Hardiman was representing Dessie O'Malley at Dublin Castle while Danaher, who was close to former Taoiseach Albert Reynolds through his father-in-law Peter Hanley, was on the state's legal team.
Hardiman believed he had been threatened by Danaher and, although Hardiman subsequently played down the incident by suggesting Danaher's comments had been made ``in drink'', the fall-out saw Danaher stepping down from the tribunal.
Hardiman gets the credit for bringing down that Fianna Fáil/Progressive Democrat ``temporary little arrangement'' by asking Albert Reynolds whether Dessie O'Malley was ``merely incorrect or dishonest''. Mr Reynolds replied: ``dishonest'' and the government fell. In fact, Mr Reynolds had already said this, and it was the repetition which brought down the government.
Hardiman is a `guarantor' of the PDs, contributing £10,000 a year to their finances, along with a number of other prominent people, among them the current Attorney General Michael McDowell, who is also a great personal friend.
So why would a 49-year-old barrister, at the peak of his career, with earnings of up to half a million pounds a year opt for the rarefied atmosphere of the Supreme Court and the possibility of 21 years of listening to important but probably tedious legal arguments? Did he look at the political arithmetic and conclude that this was the only chance he was going to get, or has he simply opted for a socially quieter, but intellectually challenging life? Time will tell.
LC Ronan Keane
COMMUTERS on the 9am suburban train to Tara Street in Dublin will miss Judge Ronan Keane. They might not have known who the tall man with the London Times under his arm was, but for those who did, it was nice to think that a senior member of the judiciary had this brief window into the real world.
Later he would stride up the quays on his way to the Four Courts, dressed in his black Crombie coat, invariably alone. When he takes up his £113,429 appointment as Chief Justice, Ronan Keane will be obliged to forsake the DART to become the only member of the judiciary with a state Mercedes and driver, one of the perks of reaching the highest law office in the land.
His legal career is well-known, but it is a tribute to Taoiseach Bertie Ahern that when it came to choosing the Chief Justice he went for the best man, as it appears that Keane has no political affiliations. More importantly, the Taoiseach and Government disregarded the inevitable consequences of the link between the new Chief Justice and his wife with whom he no longer lives, the newspaper columnist Terry Keane.
Many profile-writers and commentators have said Judge Keane was elevated to the High Court in 1979 by Charles Haughey's government. This is wishful thinking, although the two men's names are inextricably linked through the aforementioned Terry. It was under the government of Jack Lynch that Ronan Keane became a judge.

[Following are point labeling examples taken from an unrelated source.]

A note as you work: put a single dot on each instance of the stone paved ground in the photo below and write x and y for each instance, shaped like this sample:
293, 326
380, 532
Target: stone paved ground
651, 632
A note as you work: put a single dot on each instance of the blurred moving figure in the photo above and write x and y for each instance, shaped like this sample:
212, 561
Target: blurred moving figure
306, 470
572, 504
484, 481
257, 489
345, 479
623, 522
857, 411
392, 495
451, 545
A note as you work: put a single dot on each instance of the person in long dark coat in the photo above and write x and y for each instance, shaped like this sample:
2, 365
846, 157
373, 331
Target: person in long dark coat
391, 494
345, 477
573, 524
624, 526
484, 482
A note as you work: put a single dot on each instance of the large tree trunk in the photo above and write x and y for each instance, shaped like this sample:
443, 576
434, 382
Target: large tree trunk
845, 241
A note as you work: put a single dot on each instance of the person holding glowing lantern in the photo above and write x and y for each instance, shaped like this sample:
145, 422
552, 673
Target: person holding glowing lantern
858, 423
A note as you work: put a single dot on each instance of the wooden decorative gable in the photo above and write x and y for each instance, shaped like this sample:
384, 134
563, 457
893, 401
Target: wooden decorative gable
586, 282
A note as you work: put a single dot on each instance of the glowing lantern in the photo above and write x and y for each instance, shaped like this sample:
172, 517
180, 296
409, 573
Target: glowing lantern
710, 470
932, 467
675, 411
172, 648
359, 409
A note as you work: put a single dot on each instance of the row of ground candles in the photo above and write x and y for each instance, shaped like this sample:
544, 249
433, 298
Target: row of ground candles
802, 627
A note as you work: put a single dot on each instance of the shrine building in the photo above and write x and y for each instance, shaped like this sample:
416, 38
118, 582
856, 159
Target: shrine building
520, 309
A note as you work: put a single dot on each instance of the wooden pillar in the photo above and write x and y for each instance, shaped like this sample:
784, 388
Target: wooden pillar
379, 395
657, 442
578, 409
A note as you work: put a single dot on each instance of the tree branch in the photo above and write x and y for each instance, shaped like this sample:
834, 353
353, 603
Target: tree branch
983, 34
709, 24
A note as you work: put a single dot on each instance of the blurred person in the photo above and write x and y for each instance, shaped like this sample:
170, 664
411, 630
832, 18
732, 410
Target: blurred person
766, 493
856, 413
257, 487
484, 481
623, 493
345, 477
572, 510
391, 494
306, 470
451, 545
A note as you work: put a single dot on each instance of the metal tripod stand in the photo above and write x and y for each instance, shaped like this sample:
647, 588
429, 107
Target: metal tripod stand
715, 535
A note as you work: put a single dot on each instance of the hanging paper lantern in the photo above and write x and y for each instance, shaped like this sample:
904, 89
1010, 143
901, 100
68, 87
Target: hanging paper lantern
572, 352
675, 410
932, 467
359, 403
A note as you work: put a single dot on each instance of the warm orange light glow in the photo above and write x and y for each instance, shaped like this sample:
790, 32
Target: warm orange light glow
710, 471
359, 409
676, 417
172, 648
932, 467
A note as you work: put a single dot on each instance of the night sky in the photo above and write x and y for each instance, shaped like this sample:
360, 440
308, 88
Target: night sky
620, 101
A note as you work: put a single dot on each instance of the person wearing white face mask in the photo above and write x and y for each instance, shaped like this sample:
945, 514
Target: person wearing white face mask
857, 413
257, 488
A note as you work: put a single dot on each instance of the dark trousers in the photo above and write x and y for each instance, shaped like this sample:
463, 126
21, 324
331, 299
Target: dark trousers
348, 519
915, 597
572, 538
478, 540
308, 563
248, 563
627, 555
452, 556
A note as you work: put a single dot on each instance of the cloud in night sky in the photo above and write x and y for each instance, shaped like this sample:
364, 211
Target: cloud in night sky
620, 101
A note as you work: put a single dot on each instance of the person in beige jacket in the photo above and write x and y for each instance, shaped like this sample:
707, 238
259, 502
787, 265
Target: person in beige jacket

The intensely private Judge Keane has been dogged by the public pronouncements of Terry Keane statements which paint a picture absolutely at variance with legal professionals' perception of Judge Keane as a man who reached the top entirely on his own merits.
In a particularly bizarre newspaper claim, Terry Keane even alleged that she had used her influence with Charles Haughey to have her husband appointed to the bench. This has been entirely refuted by members of the Lynch Cabinet who decided on Judge Keane's elevation.
For 20 years Judge Keane has given distinguished service to the state. Born in Dublin in 1932, the son of the City Manager, he was educated in Blackrock College, UCD and the Kings Inns. He presided over the Stardust Tribunal before becoming President of the Law Reform Commission until 1992. He was appointed to the Supreme Court during the Rainbow Coalition government.
The new Chief Justice lives in Monkstown, Co Dublin and has one son, Tim and two daughters, Madeleine, a journalist and Justine, who is married to celebrity gardener Diarmuid Gavin.